No lessons yet from Art School fire

The Grenfell fire inquiry reached the first of its grisly conclusions during the week. The fire service was blamed for encouraging people to stay put in the burning building – and, to be fair, that advice was based on the belief that an individual fire in a flat could be hermetically sealed, when the safety measures were woefully inadequate – and the flammable insulation cladding was the cause of the lightning spread of the fire to the upper floors and the deaths of 72 people.

Over the sound of fire alarms is me blowing my own trumpet. Shortly after the fire I revealed in the Sunday Herald that the same combustible insulation panels were used in the renovation of the Mackintosh building of the Glasgow School of Art, which burned down (for the second time) in June last year. It was of unusual severity and spread rapidly.

We don’t know the cause yet but is it too much to think these plastic-filled panels had something to do with the speed of the spread? We don’t know because the fire service investigation hasn’t yet been published, for some reason, and there has not been, unlike Grenfell, a public inquiry.

This is inexplicable and inexcusable, but credit to SNP MSP Joan McAlpine and her Holyrood committee for keeping alive investigation into it, and to Tory Adam Tompkins for calling for a public inquiry.

But that’s as far as it goes. No-one has been held accountable, and the people who presided over two fires on their watch are still in place and planning to oversee yet another renovation.

The people in charge may not have known or understood the dangers of the panelling. But it doesn’t even appear that lessons have been learned by the Scottish Government. Two years after Grenfell new regulations, which came into force last month, still permit flammable materials of the kind on Grenfell and hundreds of other buildings still to be used in Scotland, while they are banned in England.

As long as they pass the “utterly inadequate” (Association of British Insurers, the ABI) British Standard test 8414, they are allowed.

Thanks Evans for the Tories

Doesn’t your heart just go out to the constituents of Ribble Valley who, because of the election timing, may be deprived of their vote?

Okay then, no. The case put on Tuesday in Parliament by their Tory MP Nigel Evans, who has the demeanour of a starved whippet and the dog’s ability to quickly pounce on opportunistic targets, was that they wouldn’t be able to register for a postal vote because they might be trekking in the Himalayas or cruising, on the Yangtse or Amazon presumably, or at least where the post is something you tie your beast of transport to.

Good to know these Tories have us ordinary folk at the forefront of our minds.

Snow fair ... history is repeating itself

Well so much for the Fixed-Term Parliaments Act and the two-thirds majority when it can simply be dispensed with by passing a one-line bill.

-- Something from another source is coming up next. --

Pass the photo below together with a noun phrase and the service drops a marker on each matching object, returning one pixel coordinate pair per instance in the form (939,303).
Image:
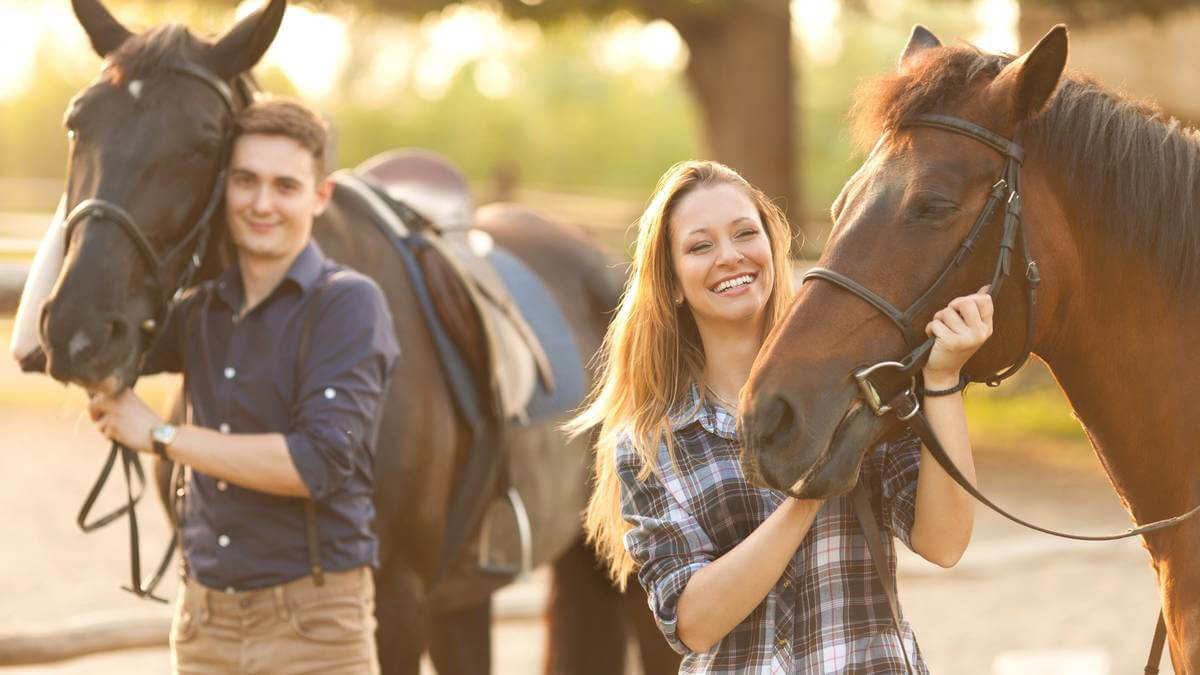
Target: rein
(101,210)
(905,400)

Hopefully, then, this doesn’t mean that from now on we’ll be fighting through the snow in mid-December to vote in each future General Election.

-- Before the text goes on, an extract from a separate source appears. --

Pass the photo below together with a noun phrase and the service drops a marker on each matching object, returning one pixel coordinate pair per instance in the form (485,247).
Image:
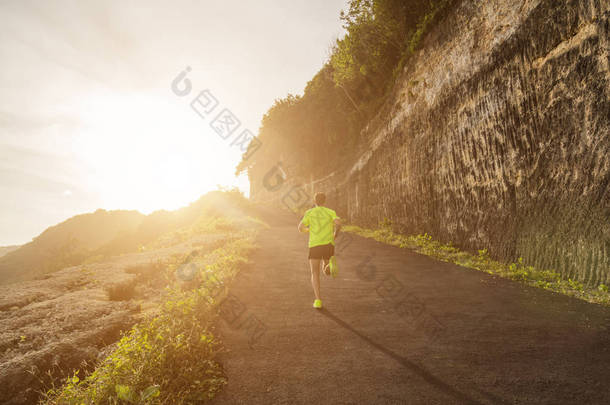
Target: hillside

The last one so close to Christmas was in the wake of the First World War, on December 14, 1918 when the low turnout – 57.2% – was probably to do with a combination of soldiers still abroad and the Spanish flu epidemic.

It was almost the last fixed, gerrymandered election, voting had been extended to women over 30 – as long as they owned a property or were a graduate – and to men over 21, although, of course, the majority of those who had fought for their country were probably below the age bar.

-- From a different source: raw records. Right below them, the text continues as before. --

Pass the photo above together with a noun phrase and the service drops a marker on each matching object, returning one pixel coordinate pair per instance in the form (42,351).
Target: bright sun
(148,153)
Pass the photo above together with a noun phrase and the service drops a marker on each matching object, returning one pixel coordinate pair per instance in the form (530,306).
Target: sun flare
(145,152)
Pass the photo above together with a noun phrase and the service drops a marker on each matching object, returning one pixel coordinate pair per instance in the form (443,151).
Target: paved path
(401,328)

It was also the last election in the then the United Kingdom of Great Britain and Ireland. Three years later, almost to the day, British rule over the majority of Ireland ended and months after that the Irish Free State came into being. The Liberal Party also combusted and Labour moved into second place.

This time it looks as if Labour might follow the Liberals, at least in Scotland. I don’t know about history repeating itself as tragedy and farce, as Marx put it, but this may also be the last time that Scotland is involved in a UK election. I am searching for the betting odds.

Chocs away for the Mars

I wrote last week about the Mars, the boat that was moored for 60 years off Dundee, where children under 16 who were homeless, orphans or on the cusp of trouble were sent.

It’s lodged in the folk memories of Dundonians, even if they weren’t born when it was there.

My old chum Gordon Douglas wrote a book about it, lavishly illustrated, called We’ll Send Ye Tae The Mars, which can be bought on Amazon.

He took mild issue about the description that, although it educated and trained kids in a military fashion, it was effectively a “prison ship”.

Well, kids were sentenced to serve there, whether they wanted to go or not, so they were incarcerated.